Bypassing JWT authentication through jku header injection

JSON Web Tokens (JWTs) represent a standardized framework for the secure transmission of cryptographically signed JSON data between systems. While JWTs have the capacity to encapsulate diverse types of data, their predominant application lies in conveying user-related information, or “claims,” which facilitate authentication, session management, and access control mechanisms.

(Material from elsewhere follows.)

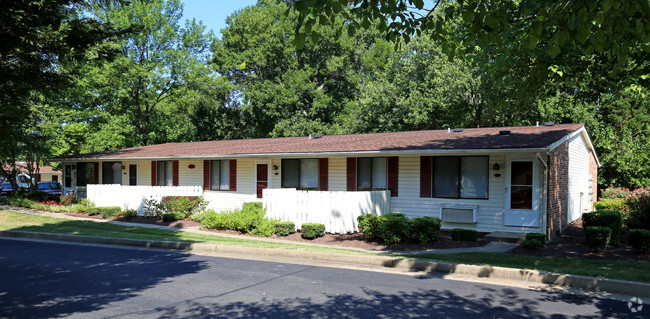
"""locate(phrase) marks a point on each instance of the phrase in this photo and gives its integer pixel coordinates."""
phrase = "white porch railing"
(133, 197)
(337, 210)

In contrast to traditional session tokens, JWTs encapsulate all requisite data on the client side within the token itself. This architectural advantage renders JWTs especially advantageous for highly distributed web platforms, enabling seamless user interactions across multiple back-end servers.

A JWT consists of 3 parts: a header, a payload, and a signature. These are each separated by a dot.

xxxxx.yyyyy.zzzzz

The header typically consists of two parts: the type of the token, which is JWT, and the signing algorithm being used, such as HMAC SHA256 or RSA.

For example:

{
  "alg": "HS256",
  "typ": "JWT"
}

Then, this JSON is Base64Url encoded to form the first part of the JWT.

Payload#

The second part of the token is the payload, which contains the claims. Claims are statements about an entity (typically, the user) and additional data. There are three types of claims: registered, public, and private claims.

An example payload could be:

{
  "sub": "8261290123",
  "name": "Kiko",
  "admin": true
}

The payload is then Base64Url encoded to form the second part of the JSON Web Token.

Signature#

To create the signature part you have to take the encoded header, the encoded payload, a secret, the algorithm specified in the header, and sign that.

For example if you want to use the HMAC SHA256 algorithm, the signature will be created in the following way:

HMACSHA256(
  base64UrlEncode(header) + "." +
  base64UrlEncode(payload),
  secret)

The signature is used to verify the message wasn’t changed along the way, and, in the case of tokens signed with a private key, it can also verify that the sender of the JWT is who it says it is.

Public and Private keys#

Public and Private keys play a crucial role in ensuring the security and integrity of the data transmitted between systems. This mechanism typically involves asymmetric cryptography, where a pair of keys—one public and one private—are used.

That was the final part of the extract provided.